I expect about 6.7 watts in the case of a 1710 lumen 100W
incandescent,
if the ellipsoidal mirror is a whole ellipsoid and 100% reflective and
the dichroic filter passes all 400-700 nm light.

As for the rest, approximately or "educated guesses":

UV passing through the glass: .12%
UV absorbed by the glass: .02%

Heat conducted/convected from the filament: ~13%

IR passing through the glass: ~60%
IR absorbed by the glass: ~20.16% ("rounded oddly" to make figures add
to 100%)


I was trying to keep the lumens out of this entirely, but I'll buy it.
It makes me wonder what the fuss is about actually. While it's better to
get more efficiency, it seems that incandescents aren't so bad we need to
consider banning them, we just need to think more about what source we use
for a given task. As for the case to ban all but halogen types, how much
might be gained? With IR reflection to make them keep the tungsten hotter
for a given input, we get more light, but even so, is there that much
difference? Enough to say that they stay and standard incandescents go?

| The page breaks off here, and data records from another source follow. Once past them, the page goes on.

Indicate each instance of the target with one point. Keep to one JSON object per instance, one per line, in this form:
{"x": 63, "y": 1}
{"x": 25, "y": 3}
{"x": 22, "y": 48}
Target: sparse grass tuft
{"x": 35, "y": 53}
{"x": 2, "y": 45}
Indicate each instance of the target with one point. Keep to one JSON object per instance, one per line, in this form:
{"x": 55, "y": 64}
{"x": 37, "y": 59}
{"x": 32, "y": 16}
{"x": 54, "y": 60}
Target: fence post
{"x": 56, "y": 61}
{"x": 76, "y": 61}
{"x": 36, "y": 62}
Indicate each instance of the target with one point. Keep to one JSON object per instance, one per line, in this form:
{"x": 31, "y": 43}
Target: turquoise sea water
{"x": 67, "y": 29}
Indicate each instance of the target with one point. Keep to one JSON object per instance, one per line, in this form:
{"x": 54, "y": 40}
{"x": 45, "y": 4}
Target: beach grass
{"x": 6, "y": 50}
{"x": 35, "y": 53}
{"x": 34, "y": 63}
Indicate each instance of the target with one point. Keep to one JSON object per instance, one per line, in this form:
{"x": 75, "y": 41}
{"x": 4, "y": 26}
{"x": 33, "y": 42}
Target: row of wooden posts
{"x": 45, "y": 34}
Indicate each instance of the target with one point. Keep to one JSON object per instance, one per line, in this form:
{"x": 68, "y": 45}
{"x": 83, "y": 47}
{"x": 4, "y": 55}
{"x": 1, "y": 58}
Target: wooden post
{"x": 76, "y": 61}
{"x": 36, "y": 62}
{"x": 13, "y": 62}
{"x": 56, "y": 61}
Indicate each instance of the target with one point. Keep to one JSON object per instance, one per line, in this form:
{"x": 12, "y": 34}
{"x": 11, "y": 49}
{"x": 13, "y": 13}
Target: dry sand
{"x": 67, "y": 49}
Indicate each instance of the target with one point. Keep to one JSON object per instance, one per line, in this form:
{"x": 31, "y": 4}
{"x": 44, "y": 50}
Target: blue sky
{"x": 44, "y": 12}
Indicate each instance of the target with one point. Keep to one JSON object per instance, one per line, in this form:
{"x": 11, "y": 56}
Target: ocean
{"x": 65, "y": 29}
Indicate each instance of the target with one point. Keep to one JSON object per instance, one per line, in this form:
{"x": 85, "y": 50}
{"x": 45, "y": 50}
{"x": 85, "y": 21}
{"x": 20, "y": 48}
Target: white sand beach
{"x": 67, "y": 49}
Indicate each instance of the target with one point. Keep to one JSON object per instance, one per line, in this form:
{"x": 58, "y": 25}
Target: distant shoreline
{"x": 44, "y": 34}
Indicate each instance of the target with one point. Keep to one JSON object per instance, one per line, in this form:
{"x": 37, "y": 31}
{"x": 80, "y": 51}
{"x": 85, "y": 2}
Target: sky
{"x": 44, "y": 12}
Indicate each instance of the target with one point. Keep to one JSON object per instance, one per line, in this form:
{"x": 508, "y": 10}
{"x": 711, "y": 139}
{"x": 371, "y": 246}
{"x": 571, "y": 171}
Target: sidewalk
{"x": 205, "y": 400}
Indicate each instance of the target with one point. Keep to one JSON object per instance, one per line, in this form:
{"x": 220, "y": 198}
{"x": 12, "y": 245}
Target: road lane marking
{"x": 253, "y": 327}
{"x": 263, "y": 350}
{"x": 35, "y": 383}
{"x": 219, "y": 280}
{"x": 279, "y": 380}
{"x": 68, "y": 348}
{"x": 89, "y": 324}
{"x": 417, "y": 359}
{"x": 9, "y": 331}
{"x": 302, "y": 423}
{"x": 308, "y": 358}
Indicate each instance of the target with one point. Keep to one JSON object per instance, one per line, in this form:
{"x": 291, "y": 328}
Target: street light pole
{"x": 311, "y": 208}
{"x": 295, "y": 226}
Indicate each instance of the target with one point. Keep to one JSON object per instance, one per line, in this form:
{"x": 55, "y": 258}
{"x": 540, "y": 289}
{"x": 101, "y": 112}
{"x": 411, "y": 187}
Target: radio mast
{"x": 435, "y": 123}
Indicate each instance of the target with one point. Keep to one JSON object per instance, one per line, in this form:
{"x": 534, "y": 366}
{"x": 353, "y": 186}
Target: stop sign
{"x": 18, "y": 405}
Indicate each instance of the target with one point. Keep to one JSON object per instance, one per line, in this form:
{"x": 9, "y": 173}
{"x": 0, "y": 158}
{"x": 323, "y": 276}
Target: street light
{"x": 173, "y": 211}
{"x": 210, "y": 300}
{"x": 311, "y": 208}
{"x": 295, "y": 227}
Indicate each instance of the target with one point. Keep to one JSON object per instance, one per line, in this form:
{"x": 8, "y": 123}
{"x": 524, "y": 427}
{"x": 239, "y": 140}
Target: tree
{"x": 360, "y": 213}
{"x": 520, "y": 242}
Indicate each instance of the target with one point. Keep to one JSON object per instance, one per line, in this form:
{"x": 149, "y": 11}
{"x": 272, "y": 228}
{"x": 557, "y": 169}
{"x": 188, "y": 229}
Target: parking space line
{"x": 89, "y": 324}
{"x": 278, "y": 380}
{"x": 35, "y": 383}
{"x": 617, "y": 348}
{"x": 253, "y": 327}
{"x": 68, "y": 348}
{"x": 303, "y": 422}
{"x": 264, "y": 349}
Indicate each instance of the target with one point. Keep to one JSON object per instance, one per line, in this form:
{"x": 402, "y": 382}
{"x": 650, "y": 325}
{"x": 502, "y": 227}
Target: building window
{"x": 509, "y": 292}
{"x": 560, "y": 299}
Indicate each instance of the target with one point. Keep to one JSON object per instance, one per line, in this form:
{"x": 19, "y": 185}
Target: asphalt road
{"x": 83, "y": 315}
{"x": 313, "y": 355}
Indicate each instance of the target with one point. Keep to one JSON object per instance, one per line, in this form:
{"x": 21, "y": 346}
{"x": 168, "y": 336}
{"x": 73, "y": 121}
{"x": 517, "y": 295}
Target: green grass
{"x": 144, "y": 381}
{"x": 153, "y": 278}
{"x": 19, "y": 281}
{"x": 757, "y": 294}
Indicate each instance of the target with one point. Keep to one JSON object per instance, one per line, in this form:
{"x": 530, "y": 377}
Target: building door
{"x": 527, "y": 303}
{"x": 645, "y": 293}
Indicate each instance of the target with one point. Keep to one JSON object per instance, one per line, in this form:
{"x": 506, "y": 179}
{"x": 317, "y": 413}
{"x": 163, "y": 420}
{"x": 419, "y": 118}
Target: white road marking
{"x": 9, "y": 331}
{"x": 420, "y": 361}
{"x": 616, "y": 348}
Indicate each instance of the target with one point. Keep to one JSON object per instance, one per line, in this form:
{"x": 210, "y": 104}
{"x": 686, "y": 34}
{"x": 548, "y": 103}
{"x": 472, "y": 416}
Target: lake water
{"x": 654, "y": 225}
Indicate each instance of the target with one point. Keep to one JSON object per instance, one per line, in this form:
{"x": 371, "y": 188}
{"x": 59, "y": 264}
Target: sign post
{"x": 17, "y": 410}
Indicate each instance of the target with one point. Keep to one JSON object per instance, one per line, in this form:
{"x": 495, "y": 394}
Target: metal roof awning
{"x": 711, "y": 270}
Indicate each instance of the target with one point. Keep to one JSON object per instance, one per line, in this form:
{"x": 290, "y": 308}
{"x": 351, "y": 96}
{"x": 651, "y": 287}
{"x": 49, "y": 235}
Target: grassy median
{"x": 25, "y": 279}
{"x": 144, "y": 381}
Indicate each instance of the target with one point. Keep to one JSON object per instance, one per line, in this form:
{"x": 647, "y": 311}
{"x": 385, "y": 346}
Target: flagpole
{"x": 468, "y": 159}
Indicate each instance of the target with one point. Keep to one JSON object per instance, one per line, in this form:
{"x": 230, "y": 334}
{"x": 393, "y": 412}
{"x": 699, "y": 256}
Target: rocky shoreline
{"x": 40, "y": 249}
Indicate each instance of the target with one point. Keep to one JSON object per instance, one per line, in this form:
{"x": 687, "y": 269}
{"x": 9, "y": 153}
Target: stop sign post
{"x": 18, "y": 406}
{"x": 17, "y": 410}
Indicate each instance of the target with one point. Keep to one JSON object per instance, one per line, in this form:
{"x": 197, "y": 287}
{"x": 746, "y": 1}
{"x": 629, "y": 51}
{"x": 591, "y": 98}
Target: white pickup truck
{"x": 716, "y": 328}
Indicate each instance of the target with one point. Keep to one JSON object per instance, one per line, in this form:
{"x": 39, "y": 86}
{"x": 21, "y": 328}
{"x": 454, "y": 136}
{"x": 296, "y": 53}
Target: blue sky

If LED's ever get a spectral match for a small efficient low-volt halogen,
at least the choice will be easy.


OK, I'm following all this - just about, I think. So let me now throw in a
slightly new set of questions. Back to LED halogen substitutes. Some
distance back up the thread, consideration was being given to losses in the
control circuitry for the LEDs. So, the first question is, just exactly how
are these things ballasted ? The reason that I ask this is that I was in an
electrical cash and carry warehouse tonight, and I picked up a couple of
LED-based GU10 replacements to have a look at. I didn't count the actual
LEDs, but I'm guessing at about 15 or so - let's say 15. Let's also say that
they are bluish types and let's guess at a forward drop of 4 volts. With
them all in series, that's going to be around 60v DC that's needed to run
them.

Now, these lamps were of exactly the same dimensions as a standard GU10
lamp, with the same 'nail head' pins, set in the identical ceramic base.
240v AC rating, stated on the packet. The glass 'cone' was exactly the same
as on a standard GU10, and it appeared, as far as I could see, that for the
most part, it was filled with the LEDs, which looked like 5mm types, and
their support plate. So that leaves very little space for any drive
electronics - certainly not a switch mode PSU, or even for a smoothing cap
on the end of a simple reccy / resistor combination. Not that there would
have been room even, for a resistor of a sufficient power rating to handle
this kind of drop.

Next question. There were two types on offer, one rated at 1 watt, and one
at 1.3 watts, both with a quoted lifetime of 50k hours. So what exactly is
being said here ? Is that 1 watt input from the mains supply, or 1 watt used
by the LEDs or 1 watt of visible luminous output power ? A website that I
looked at quoted the output of a 0.62 watt one, at 20-30 l - I'm assuming
that to be 'lumens'. If correct, and not a misprint, that seems to be a
piddling amount compared to the 950 lumens quoted for an incandescent 240v
50 watt GU10, and yet the text suggests that they are only 'slightly
dimmer'. It also says that these lamps give off almost no heat, and that
they consume only around 10% of the energy of a conventional equivalent
halogen GU10. So for a 50 watt type, that's about 5 watts, suggesting that
around 4 watts is lost in ballasting ??

Setting aside the issues of colour temperature and CRI, which I am sure will
shortly be overcome, it seems to me that these halogen replacement lamps are
even now on their way to bettering CFLs in that they are already exactly the
same pattern as the lamps that they are replacing, so must have sorted the
ballasting problem. And yet there are no plans to phase out the incandescent
version. This flies directly in the face of the proposals to ban standard
incandescents, when the advocated replacement technology (CFLs) is far from
being a satisfactory replacement, on several counts.